As notícias globais na manhã desta sexta-feira trouxeram pressão de alta para o dólar ante as divisas com elevada correlação com commodities, como o real. Em discurso, o diretor do Fed Jeremy Stein, com direito a voto nas reuniões de política monetária, citou setembro como possível prazo para que a autoridade monetária analise um conjunto de dados para decidir sobre a possível redução das compras de bônus. Como ocorre nas últimas semanas, a fala de um dirigente do Fed no sentido de redução do programa de compra de bônus fez os investidores buscarem a segurança do dólar.

A alta do índice de sentimento do consumidor dos EUA, medido pela Reuters/Universidade de Michigan, contribuiu para o avanço da moeda norte-americana. O indicador passou de 82,7 na leitura preliminar de junho para 84,1 na leitura fim do mês. "O índice de confiança do consumidor teve um peso também (para a alta do dólar) porque, curiosamente, notícias boas sobre a economia americana reforçam a ideia de que o Fed pode reduzir seu programa de incentivos", afirmou o consultor de Pesquisas Econômicas do Banco de Tokyo-Mitsubishi UFJ Maurício Nakahodo.

No Brasil, a pressão de alta foi intensificada ainda pela disputa entre comprados e vendidos para a formação da Ptax que liquidará, na segunda-feira, 1, os contratos derivativos cambiais de julho. Enquanto os comprados operavam no sentido de impulsionar a moeda dos EUA, os vendidos tentavam contê-la.

Em meio a isso, o BC anunciou dois leilões de swap cambial (equivalente à venda de dólares no mercado futuro), o primeiro das 10h35 às 10h45 e o segundo, das 11h25 às 11h35. As atuações do BC chamaram a atenção, uma vez que o banco não costuma atuar no dia da formação da Ptax de fim de mês para não favorecer nenhum dos lados da disputa no mercado futuro.
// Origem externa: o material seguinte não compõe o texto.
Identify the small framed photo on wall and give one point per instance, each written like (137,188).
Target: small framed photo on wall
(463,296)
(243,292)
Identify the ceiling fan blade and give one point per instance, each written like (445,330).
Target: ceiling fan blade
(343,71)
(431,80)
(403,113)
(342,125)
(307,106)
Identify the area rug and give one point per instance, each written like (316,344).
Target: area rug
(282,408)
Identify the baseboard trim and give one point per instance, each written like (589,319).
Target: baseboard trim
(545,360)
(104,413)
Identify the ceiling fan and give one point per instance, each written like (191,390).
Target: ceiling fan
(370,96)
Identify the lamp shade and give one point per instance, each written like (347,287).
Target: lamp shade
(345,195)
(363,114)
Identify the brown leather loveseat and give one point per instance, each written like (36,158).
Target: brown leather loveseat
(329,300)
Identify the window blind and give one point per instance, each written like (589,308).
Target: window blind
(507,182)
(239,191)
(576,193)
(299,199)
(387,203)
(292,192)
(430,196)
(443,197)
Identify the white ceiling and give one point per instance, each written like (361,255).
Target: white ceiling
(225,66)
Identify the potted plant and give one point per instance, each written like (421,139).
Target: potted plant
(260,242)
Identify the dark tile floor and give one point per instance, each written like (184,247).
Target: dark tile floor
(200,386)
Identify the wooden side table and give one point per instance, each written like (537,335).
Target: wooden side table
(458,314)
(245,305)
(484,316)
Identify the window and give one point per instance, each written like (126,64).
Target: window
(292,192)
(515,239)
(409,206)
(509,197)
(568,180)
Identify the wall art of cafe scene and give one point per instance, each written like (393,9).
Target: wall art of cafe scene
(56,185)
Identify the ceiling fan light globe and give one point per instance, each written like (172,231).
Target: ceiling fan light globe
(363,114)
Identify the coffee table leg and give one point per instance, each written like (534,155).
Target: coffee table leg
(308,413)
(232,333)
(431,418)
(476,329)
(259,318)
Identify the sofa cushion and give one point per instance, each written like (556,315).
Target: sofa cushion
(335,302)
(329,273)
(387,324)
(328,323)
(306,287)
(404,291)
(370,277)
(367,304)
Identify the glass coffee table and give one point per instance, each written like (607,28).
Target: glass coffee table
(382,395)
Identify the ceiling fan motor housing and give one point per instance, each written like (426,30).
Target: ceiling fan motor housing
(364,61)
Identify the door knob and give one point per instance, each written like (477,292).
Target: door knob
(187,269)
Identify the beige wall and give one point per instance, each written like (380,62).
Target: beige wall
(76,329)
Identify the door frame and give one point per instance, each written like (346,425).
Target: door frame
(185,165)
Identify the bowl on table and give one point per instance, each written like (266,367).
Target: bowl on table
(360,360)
"Mas o mercado no Brasil estava descolado dos demais pela manhã, estava bem especulativo, então, o BC chamou os leilões", afirmou um profissional da mesa de câmbio de uma instituição financeira. Nos leilões, o BC vendeu o que foi ofertado, num total de US$ 3,977 bilhões (80 mil contratos). Os recursos injetados no mercado futuro serviram para conter a moeda dos EUA também no balcão, mas apenas até que a Ptax fosse definida, no início da tarde. No fim, a Ptax fechou a R$ 2,2156, em alta de 1,42% no dia e de 3,93% em julho. "Passada a Ptax, o dólar ficou mais livre para oscilar para cima", acrescentou. Com isso, a moeda norte-americana voltou a renovar máximas durante a tarde no balcão, para encerrar em alta de 1,64%.